PayPal Checkout - which accounts for a third of consolidated sales - is the most exposed. However, the group remains a major player in the management of payment processes on behalf of third parties, such as Uber, Booking, eBay and Spotify; it is also developing its own "buy now, pay later" offer with some success.

PayPal still administers 23 billion transactions a year, for a volume of $1.4 trillion, on 200 markets, in 150 different currencies, and on behalf of 35 million merchants; we'd be more cautious with the 400 million "consumer" wallets it claims.

These volumes, its integrated infrastructure and its proven track record in terms of compliance and security are also undeniable assets. But will this be enough in the face of competition?

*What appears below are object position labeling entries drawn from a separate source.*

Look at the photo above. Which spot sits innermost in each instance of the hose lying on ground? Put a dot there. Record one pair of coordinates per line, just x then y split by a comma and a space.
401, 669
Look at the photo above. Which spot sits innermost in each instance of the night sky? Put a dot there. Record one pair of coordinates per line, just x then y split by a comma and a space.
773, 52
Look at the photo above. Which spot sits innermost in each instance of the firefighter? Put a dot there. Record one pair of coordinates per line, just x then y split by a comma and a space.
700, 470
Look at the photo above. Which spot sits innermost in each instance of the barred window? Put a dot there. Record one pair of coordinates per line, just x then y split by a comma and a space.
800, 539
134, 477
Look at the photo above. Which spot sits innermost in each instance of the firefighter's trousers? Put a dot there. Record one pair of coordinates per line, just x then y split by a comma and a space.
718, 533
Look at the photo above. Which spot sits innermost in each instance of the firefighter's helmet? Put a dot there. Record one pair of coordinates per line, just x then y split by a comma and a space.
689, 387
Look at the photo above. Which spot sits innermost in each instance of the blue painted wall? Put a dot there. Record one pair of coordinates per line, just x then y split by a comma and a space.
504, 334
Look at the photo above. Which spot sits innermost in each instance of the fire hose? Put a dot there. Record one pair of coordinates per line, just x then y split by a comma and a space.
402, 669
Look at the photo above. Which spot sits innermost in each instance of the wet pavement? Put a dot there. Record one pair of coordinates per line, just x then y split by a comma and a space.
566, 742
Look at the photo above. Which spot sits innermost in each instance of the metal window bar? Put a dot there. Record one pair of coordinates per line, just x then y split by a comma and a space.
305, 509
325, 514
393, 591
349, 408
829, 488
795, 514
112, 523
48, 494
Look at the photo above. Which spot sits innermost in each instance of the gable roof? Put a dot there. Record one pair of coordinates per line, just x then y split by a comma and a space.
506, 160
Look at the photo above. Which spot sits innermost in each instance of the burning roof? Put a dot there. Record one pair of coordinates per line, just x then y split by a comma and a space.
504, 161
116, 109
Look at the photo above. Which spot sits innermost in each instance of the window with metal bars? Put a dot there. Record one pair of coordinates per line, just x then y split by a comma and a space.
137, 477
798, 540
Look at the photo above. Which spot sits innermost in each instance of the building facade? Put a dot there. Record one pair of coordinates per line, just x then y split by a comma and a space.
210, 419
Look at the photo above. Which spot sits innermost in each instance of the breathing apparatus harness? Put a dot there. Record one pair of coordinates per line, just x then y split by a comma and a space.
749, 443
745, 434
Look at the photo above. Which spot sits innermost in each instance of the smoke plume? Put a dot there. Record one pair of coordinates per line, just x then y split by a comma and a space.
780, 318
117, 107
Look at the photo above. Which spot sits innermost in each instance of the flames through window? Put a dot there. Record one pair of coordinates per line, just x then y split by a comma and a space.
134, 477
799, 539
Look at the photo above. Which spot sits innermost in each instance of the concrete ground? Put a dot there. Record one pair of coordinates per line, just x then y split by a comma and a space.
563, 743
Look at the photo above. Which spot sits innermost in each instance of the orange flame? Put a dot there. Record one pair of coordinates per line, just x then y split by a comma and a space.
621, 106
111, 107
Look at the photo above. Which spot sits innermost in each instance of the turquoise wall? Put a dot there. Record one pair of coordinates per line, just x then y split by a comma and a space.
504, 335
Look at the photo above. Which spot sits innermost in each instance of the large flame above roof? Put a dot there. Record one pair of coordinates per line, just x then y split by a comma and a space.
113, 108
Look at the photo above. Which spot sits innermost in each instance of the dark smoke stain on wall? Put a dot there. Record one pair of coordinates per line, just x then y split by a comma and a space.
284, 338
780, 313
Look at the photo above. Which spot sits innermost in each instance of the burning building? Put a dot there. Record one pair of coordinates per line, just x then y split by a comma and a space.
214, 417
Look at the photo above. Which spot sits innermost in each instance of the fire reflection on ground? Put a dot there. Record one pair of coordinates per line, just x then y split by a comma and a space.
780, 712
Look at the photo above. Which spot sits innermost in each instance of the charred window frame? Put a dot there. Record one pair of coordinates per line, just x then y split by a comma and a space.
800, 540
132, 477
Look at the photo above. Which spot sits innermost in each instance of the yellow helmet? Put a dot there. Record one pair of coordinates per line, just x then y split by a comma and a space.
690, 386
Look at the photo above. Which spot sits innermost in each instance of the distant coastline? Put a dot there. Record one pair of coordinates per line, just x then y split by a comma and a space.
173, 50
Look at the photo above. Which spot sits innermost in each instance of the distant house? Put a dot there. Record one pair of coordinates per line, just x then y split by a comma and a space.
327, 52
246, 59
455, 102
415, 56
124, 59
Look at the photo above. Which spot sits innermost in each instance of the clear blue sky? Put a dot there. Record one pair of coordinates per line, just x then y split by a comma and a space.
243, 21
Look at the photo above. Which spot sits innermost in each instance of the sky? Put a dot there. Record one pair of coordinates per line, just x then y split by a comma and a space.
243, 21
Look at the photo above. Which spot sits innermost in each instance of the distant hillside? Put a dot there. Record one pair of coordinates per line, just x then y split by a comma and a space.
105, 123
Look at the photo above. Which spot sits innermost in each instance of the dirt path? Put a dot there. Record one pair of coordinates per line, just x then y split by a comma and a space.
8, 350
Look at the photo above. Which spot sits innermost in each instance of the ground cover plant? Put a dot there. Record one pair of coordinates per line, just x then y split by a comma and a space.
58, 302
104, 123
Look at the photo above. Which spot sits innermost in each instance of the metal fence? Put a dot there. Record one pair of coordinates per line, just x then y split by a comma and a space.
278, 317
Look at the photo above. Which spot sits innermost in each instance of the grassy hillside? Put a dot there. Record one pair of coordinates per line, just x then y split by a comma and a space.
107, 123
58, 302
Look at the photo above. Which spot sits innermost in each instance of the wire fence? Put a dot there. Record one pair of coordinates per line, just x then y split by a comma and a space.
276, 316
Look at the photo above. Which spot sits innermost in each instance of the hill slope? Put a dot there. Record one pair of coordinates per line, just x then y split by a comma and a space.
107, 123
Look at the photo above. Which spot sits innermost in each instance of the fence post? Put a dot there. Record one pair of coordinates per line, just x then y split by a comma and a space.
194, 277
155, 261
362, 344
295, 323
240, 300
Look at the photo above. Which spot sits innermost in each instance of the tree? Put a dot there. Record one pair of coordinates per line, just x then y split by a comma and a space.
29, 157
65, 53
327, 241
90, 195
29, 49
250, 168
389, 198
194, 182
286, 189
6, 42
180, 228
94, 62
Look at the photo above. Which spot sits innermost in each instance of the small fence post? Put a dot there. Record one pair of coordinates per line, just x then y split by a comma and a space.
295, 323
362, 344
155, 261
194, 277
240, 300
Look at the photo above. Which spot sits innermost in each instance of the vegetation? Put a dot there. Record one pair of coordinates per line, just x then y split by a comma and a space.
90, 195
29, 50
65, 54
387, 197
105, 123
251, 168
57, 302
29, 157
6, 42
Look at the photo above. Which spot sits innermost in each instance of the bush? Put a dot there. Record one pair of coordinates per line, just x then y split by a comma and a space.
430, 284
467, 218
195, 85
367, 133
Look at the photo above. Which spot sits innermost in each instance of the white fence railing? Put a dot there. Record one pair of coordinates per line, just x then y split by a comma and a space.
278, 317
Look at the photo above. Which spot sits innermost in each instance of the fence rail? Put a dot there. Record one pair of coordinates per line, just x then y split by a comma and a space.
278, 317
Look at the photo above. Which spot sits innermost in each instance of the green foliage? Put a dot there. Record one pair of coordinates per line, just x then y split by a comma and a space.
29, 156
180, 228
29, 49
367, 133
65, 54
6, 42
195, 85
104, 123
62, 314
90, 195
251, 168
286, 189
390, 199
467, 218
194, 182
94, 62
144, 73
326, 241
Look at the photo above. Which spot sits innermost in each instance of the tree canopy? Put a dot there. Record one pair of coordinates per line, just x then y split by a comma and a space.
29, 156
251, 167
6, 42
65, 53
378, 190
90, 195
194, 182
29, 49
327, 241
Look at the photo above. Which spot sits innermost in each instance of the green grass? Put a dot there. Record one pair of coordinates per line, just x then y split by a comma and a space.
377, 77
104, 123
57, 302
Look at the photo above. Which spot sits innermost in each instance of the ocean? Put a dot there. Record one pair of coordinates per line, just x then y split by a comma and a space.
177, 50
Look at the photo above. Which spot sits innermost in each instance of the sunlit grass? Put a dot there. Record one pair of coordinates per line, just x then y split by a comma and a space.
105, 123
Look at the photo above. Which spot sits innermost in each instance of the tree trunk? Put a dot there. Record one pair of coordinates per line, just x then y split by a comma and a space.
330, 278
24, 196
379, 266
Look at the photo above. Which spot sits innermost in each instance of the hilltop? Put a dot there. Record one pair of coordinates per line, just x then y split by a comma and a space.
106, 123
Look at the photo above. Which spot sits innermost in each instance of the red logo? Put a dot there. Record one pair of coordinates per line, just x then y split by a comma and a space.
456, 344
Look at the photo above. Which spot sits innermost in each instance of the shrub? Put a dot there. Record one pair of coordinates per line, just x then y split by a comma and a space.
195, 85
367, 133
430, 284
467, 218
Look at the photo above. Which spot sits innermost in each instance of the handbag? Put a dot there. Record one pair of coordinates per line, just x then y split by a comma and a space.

The market has its doubts. This is borne out by the valuation it now assigns to PayPal, which has fallen to fifteen times earnings, i.e. to its historic lows. A far, far cry from the hundred-times-earnings levels seen during the pandemic!

This comes despite a growth track record that's actually quite breathtaking. In ten years, PayPal has quintupled its sales and annual profit, while maintaining the same level of margins and profitability.

The company's profitability has been decent, but not mind-blowing - a reminder that its payment management business is no panacea either, as some people had forgotten.

The company's exceptional track record owes much to its previous CEO Dan Schulman, a true "empire builder" who made one acquisition after another. Nevertheless, the course is set to change, and the allocation of capital will henceforth focus on share buybacks as a priority.

If - and only if - PayPal preserves its market share, shareholders who return at these price levels should be pleased in the long term.